Ajuda a diferenciá-la. Não creio que seja o ponto decisivo na sua candidatura, mas pode ter efeitos benéficos, se ela os souber usar (em 2008 não soube completamente). Se em 2008 a história das eleições foi Barack Obama, por ter conseguido provar que era possível eleger um negro para a Casa Branca, Hillary vai querer fazer de 2016 a primeira eleição de uma mulher para a Casa Branca. Ela já tinha tentado fazer isso em 2008, mas o fenómeno Obama acabou por se sobrepor. Poderá ajudar Hillary o facto de ser mulher? Diria que sim, por duas razões: por esse efeito «novidade» (as eleições na América adoram novidades e detestam coisas previsíveis) e pelos problemas que isso coloca aos republicanos: sendo as mulheres maioria do eleitorado americano (cerca de 52 em cada 100 americanos que votam nas presidenciais são mulheres), atacar Hillary é, em última instância, atacar a única representante do leque de candidatos do género feminino…

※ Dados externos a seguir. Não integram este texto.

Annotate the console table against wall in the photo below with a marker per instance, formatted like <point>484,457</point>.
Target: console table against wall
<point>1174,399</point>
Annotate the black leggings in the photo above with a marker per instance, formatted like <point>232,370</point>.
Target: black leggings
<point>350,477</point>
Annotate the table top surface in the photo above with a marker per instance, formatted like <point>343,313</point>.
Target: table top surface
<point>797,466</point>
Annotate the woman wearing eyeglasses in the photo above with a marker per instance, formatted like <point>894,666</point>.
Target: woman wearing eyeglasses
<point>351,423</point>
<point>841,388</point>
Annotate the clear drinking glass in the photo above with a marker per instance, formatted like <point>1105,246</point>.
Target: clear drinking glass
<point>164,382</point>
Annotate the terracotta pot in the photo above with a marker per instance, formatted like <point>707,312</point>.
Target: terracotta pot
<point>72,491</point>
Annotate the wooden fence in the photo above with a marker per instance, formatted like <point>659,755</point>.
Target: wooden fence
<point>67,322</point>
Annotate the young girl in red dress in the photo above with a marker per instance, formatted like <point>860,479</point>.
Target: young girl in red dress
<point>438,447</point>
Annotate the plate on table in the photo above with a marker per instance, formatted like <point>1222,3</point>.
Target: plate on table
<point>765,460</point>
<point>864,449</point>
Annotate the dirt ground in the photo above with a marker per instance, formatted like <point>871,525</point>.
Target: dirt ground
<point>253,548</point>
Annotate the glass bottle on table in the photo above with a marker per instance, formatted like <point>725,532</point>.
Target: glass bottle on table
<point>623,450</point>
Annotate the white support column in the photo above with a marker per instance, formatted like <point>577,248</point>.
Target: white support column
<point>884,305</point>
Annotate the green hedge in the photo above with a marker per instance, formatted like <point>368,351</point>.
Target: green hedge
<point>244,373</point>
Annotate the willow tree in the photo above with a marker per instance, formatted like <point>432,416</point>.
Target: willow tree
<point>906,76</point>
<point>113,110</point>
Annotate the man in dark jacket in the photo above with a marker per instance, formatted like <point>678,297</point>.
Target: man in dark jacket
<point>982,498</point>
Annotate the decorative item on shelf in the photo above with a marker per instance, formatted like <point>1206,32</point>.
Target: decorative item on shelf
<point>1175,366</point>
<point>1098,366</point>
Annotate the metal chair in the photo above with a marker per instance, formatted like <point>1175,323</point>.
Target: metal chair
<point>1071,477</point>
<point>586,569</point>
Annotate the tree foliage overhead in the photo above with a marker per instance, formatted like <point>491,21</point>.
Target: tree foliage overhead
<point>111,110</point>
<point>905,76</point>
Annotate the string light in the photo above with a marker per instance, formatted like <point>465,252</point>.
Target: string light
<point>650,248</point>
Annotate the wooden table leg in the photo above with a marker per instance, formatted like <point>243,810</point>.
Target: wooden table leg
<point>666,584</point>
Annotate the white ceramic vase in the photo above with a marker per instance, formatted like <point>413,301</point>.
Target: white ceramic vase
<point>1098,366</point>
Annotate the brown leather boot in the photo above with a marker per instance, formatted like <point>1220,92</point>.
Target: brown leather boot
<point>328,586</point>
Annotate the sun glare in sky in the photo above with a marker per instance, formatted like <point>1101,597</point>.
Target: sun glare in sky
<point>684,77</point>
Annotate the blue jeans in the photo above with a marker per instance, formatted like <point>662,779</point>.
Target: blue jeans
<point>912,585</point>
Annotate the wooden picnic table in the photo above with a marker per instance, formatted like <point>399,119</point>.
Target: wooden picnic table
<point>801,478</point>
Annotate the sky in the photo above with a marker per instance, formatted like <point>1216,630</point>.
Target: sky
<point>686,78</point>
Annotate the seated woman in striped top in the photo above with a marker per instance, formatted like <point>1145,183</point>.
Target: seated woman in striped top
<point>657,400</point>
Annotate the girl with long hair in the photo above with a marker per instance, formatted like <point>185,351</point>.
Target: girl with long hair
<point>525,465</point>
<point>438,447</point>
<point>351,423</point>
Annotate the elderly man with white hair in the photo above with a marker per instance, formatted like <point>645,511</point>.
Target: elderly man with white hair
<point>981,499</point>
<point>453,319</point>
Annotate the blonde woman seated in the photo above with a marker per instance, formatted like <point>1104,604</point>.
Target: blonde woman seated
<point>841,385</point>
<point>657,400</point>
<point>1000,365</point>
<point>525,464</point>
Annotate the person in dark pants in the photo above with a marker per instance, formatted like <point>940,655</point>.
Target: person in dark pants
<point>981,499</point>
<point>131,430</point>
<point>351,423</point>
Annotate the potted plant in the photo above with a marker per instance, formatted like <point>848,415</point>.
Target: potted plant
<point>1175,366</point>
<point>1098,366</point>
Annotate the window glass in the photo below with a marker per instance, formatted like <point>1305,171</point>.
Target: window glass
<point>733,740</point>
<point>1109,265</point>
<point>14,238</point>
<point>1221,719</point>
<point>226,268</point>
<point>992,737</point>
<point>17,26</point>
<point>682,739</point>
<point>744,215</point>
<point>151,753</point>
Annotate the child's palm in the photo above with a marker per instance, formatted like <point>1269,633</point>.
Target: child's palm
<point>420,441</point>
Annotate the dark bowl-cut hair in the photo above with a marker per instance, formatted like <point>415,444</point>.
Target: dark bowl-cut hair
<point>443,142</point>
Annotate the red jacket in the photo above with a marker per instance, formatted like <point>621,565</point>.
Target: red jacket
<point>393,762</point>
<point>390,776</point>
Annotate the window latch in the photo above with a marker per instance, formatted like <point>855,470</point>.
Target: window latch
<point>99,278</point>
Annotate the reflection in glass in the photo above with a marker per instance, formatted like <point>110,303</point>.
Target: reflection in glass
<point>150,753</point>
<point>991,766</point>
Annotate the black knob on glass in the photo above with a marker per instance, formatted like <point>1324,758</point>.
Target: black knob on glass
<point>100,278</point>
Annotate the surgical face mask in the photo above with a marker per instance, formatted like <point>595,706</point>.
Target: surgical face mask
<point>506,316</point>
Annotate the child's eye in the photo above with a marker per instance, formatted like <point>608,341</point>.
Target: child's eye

Quais serão as maiores dificuldades que a candidata vai encontrar?
Uma eleição presidencial americana é um monte de dificuldades, que se prolonga ao longo de quase dois anos. Esta campanha parte a 20 meses da data da eleição, a de 2008 partiu ainda antes (Obama e Hillary apresentaram-se às primárias desse ano em… Janeiro de 2007). Portanto, diria que a primeira dificuldade é o tempo imensamente longo desta batalha, algo que só se consegue gerir com auto-controlo, resistência física e muito ânimo. Depois há três «sombras» no seu passado: Bengazhi, a maior mancha em percurso público de quatro décadas (quando era secretária de Estado, um embaixador americano foi morto na Líbia); mailgate (uso indevido do e-mail pessoal em exercício de funções); financiamento das fundações dos Clinton. Os republicanos vão tratar, nos próximos meses, de falar muito destas três coisas. Há ainda o factor idade: em 2008, os americanos preferiram um candidato extremamente jovem e inexperiente (Barack Obama) sobre um velho leão da política americana (John McCain). Se elegerem Hillary vão escolher uma candidata com quase 70 anos e que tem uma vida pública de mais de quatro décadas. Isso pode ser um problema.
O contexto político actual nos EUA é favorável a esta candidatura?
Hillary tem muito mais trunfos que problemas no actual contexto. Diria que o principal problema tem a ver com o princípio da alternância: depois de oito anos de presidente democrata, talvez fosse provável que para a Casa Branca, em 2016, fosse um republicano. Mas isso não é obrigatório: por exemplo, depois dos dois mandatos de Reagan, republicano, houve outro republicano, George Bush pai. E depois dos dois mandatos de Clinton, Gore esteve pertíssimo de ser eleito. No resto, Hillary quase só tem trunfos. Destacava quatro principais:
1- A “Maioria democrática é real”: A evolução demográfica favorece o nomeado presidencial democrata, pelo menos enquanto os republicanos continuarem a ter tantas dificuldades como os segmentos «negros» e «hispânicos». Os democratas venceram no voto popular em cinco das últimas seis eleições presidenciais (Gore teve mais 500 mil votos que W. Bush em 2000, mas perdeu no Colégio Eleitoral, Obama e Bill Clinton ganharam duas vezes o voto popular). Desde 1992, só George W. Bush em 2004 conseguiu ter mais votos, como nomeado republicano, que o nomeado democrata (John Kerry).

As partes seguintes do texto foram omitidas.